Death Before the Fall: Biblical Literalism and the Problem of Animal Suffering by Ronald E. Osborn

Death Before the Fall: Biblical Literalism and the Problem of Animal Suffering by Ronald E. Osborn

Author:Ronald E. Osborn [Osborn, Ronald E.]
Language: eng
Format: epub
ISBN: 9780830895373
Publisher: InterVarsity Press
Published: 2014-01-16T16:00:00+00:00


9

If Not Foundationalism, What Then?

From Tower Building to Net Mending

“Much philosophical confusion,” Nancey Murphy writes (with reference to Wittgenstein), “comes from being captivated by a picture.”1 The simplifying stories, images, analogies, metaphors and allusions we use to represent our ideas to others can easily come to substitute for clear thinking and serve to insulate our ideas from scrutiny, even by ourselves. For example, I have heard not one but several creationists speak of the moral responsibilities of Christian educators in terms of a dubious mental picture drawn straight from the world of corporate America. If you work for Nike but spend your office hours promoting Reebok as the better shoemaker, these individuals declare, you are in fact stealing from your employer. Hence, professors who teach evolutionary concepts at Christian colleges and universities whose sponsoring denominations officially adhere to creationism are not merely theologically mistaken but are morally despicable. They are, in the words of a televangelist I once watched, breaking the eighth commandment (“Thou shalt not steal”) and so are “falling under the condemnation of God.” (The speaker, I later learned, had in fact dropped out of college, such was the depth of his commitment to Christian education; as Flannery O’Connor wrote, “Conviction without experience makes for harshness.”2)

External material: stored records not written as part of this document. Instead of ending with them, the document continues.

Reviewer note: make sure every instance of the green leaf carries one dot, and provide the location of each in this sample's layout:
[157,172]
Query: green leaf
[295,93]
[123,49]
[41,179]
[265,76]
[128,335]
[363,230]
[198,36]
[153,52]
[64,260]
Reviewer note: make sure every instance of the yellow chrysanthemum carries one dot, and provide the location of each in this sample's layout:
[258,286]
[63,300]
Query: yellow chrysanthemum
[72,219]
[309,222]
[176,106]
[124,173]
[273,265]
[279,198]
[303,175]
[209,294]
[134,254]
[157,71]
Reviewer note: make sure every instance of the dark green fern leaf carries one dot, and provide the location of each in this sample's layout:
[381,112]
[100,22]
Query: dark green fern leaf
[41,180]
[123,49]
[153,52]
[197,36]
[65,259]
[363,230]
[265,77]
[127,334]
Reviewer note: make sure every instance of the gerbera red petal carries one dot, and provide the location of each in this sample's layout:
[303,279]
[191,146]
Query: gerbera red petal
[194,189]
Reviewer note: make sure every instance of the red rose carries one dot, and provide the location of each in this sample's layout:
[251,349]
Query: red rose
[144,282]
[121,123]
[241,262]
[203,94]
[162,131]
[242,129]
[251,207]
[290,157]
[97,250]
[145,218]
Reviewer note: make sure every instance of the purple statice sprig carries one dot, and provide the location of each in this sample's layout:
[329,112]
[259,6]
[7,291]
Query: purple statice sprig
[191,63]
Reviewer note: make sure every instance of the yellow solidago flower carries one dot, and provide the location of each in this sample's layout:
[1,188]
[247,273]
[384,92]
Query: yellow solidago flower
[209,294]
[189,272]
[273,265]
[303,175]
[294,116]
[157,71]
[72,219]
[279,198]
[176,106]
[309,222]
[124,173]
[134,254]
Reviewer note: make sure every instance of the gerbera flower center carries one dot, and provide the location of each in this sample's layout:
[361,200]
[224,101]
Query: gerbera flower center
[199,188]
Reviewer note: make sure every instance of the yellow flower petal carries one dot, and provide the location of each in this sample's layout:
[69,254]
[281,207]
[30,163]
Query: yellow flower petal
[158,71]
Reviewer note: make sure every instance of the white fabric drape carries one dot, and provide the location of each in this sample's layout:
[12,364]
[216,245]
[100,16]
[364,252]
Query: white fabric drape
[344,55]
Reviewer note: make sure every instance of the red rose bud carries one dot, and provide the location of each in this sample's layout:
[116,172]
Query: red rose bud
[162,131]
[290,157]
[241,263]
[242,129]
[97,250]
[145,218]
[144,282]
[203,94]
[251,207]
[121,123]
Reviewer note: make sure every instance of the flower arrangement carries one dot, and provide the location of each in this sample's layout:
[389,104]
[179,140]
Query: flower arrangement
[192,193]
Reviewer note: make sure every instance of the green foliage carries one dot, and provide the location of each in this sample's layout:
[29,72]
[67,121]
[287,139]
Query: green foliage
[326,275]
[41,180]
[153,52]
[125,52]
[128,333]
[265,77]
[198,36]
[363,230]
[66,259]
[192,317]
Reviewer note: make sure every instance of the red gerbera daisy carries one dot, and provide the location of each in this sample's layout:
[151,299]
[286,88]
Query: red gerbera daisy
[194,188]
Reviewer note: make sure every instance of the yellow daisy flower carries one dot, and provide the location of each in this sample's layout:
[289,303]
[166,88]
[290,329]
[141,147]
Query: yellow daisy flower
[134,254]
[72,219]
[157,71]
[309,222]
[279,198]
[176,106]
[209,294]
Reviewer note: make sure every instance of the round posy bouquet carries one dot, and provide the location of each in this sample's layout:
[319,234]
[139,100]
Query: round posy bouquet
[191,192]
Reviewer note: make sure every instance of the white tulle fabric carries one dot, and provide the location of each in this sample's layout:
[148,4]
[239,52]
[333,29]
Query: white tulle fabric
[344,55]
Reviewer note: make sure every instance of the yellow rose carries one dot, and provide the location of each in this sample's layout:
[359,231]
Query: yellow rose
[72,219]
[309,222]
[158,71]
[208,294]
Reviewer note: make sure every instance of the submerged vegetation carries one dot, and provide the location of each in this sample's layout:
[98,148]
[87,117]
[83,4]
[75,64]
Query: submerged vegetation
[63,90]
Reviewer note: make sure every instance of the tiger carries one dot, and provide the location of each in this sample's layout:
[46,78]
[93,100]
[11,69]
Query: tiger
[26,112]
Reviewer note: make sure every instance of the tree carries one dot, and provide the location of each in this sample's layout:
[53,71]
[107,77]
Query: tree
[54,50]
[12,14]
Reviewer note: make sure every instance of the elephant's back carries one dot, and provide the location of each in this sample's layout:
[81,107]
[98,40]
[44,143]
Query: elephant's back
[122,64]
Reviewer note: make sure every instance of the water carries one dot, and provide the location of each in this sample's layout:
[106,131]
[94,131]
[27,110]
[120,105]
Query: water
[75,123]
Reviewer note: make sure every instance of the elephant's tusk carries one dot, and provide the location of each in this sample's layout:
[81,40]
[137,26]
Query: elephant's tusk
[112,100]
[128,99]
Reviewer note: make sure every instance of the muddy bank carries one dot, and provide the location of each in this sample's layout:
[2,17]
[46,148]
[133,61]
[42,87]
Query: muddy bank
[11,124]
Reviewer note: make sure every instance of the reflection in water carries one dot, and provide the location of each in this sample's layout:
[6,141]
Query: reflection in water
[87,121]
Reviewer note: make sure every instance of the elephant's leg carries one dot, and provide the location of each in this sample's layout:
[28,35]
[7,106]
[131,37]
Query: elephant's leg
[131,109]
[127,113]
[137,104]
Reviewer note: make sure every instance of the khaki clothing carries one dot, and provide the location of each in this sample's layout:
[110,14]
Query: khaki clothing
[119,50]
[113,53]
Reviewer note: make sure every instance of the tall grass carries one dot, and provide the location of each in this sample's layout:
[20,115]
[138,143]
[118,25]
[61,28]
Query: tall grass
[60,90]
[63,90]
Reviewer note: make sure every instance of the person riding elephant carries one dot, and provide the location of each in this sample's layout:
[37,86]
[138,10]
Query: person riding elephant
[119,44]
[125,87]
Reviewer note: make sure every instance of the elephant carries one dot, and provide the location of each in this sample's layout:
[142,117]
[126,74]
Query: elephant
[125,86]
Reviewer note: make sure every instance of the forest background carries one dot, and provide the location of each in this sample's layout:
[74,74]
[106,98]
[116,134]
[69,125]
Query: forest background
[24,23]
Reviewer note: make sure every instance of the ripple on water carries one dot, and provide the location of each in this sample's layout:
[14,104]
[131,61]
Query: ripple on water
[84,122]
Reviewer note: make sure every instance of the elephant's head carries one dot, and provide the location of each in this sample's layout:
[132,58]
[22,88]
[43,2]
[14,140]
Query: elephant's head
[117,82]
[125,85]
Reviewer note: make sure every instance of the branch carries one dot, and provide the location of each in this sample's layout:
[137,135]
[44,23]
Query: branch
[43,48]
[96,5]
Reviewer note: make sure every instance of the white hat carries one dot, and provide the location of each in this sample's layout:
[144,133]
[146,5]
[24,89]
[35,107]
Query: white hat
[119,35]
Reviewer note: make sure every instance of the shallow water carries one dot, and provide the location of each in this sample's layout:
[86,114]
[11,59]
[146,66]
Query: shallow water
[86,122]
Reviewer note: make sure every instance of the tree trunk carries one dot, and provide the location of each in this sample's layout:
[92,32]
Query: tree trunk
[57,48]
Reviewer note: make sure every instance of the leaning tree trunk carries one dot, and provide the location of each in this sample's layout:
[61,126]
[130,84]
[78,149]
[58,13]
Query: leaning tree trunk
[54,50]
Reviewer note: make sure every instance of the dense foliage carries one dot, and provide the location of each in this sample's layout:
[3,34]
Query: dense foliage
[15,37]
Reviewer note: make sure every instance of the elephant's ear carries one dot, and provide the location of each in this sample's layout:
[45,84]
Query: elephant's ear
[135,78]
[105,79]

But why, we must ask, did this individual assume to begin with that the body of Christ is best thought of in terms of the picture of a multinational corporation aimed at maximizing profits for investors, with the search for truth evidently conceived as brand loyalty in a zero-sum competition for people’s souls or minds as currency or capital? What sorts of hidden values, priorities and assumptions are at work when the rules of corporate capitalism provide the controlling metaphors for preachers explaining to their flocks the meaning of church unity, intellectual integrity, moral decision making and Christian discipleship?

When very poor pictures such as this are deployed as substitutes for careful thought, the best response one can give is to suggest an alternative picture (metaphor or analogy) that might help to reorient our horizons. For example, what if Christian universities and Christian classrooms are best thought of not as shoe factories (with teachers in the role of wage-laborers paid to assemble “products” with maximum efficiency according to the specifications laid down by CEOs), but instead as courts—that is, as deliberative or judicial assemblies charged with wrestling with difficult questions of truth and justice for the good of the community as a whole?

Unanimous Supreme Court decisions are rare. Practically every US Supreme Court ruling on every major issue includes one or more dissenting opinion(s). These dissenting opinions are clearly and publicly articulated and might in the future influence the overturning of an earlier decision. The health of a democratic polity that is oriented toward questions of truth and justice, the framers of the American legal system understood, depends not only on consensus but also on dissent. And a dissenting judge is not being “unpatriotic” or defying the law by disagreeing with the majority opinion.